Investigator:  Joseph DeGiorgis, Providence College
Collaborator/Mentor:  Thomas Reese, National Institutes of Health 

Abstract:  Alzheimer's disease (AD) afflicts an estimated 26.6 million individuals worldwide, and the prevalence is predicted to increase to 100 million by 2050 at an estimated cost of 20 trillion dollars over the next 40 years to the US alone.

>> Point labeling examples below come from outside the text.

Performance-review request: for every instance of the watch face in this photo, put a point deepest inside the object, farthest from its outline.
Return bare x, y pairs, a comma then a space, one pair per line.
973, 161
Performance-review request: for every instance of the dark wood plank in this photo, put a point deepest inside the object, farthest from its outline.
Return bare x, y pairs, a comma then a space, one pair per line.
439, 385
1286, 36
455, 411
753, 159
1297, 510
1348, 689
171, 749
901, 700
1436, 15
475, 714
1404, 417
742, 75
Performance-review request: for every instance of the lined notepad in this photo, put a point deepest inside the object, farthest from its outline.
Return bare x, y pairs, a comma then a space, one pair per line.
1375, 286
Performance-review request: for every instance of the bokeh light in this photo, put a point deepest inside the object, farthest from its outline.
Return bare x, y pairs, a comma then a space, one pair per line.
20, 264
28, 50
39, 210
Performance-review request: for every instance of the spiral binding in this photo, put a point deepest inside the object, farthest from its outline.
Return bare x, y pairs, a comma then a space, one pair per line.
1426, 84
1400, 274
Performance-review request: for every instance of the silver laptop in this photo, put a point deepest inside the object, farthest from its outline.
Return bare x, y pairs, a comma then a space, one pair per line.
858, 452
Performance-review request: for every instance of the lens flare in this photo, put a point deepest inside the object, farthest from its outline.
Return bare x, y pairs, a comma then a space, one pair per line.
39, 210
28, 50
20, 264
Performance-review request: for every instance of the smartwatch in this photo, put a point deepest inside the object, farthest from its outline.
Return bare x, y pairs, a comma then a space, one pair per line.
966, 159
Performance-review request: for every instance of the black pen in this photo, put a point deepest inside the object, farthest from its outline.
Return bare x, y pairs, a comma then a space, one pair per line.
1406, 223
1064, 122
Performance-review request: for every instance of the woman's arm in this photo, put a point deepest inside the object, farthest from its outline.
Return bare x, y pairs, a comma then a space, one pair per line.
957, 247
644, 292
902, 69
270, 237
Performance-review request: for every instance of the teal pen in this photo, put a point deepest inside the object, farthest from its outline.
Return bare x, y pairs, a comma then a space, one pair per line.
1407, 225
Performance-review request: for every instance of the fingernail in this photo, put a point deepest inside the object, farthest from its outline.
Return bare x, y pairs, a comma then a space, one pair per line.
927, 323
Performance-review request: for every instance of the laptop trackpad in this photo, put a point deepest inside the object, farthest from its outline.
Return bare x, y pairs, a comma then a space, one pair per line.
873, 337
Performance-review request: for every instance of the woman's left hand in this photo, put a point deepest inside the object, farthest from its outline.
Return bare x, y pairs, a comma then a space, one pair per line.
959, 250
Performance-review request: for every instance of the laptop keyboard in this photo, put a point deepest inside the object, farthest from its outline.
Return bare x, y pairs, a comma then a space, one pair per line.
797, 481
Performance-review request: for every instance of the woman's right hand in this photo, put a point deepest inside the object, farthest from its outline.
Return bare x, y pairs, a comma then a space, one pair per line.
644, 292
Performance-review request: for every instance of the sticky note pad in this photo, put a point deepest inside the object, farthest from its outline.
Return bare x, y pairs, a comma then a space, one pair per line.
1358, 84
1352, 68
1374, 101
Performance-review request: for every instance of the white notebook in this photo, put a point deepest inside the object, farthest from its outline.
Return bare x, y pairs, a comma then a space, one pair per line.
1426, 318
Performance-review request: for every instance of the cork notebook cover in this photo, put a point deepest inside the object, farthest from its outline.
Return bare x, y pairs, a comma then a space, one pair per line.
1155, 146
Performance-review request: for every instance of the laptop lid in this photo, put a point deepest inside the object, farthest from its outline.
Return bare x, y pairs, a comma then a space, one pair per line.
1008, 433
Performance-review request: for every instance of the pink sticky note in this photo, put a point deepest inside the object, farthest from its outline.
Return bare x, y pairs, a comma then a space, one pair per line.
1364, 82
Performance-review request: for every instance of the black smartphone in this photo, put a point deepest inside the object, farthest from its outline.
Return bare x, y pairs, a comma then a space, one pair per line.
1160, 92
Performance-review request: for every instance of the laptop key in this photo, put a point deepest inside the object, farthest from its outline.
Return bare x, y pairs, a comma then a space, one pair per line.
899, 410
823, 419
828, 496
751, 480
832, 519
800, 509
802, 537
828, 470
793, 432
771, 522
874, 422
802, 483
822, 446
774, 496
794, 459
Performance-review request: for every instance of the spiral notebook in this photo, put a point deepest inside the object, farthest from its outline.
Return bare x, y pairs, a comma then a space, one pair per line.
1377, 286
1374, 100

Many familial forms of AD are caused by mutations in the Amyloid Precursor Protein. These mutation are inherited in an autosomal dominant pattern and lead to the loss of long-term memory, language degeneration, and cognitive impairment that characterize this disorder. APP is a transmembrane protein associated with membrane bound vesicles. While the N-terminus of the protein resides in the vesicle lumen the C-terminus extends from the vesicle membrane into the cytoplasm where it is thought to associate with kinesins, the plus end directed microtubule-based motors involved in intracellar transport. In addition, APP is found at the postsynaptic terminal where it is thought to facilitate synapse formation. We have recently identified a cyclic peptide that promotes the expression of APP. Here, we hope to determine whether APP and motor proteins co-localize at the organelle microtubule interface through an electron microscopy approach, as well as determine whether APP expression can be modulated by the cyclic peptide.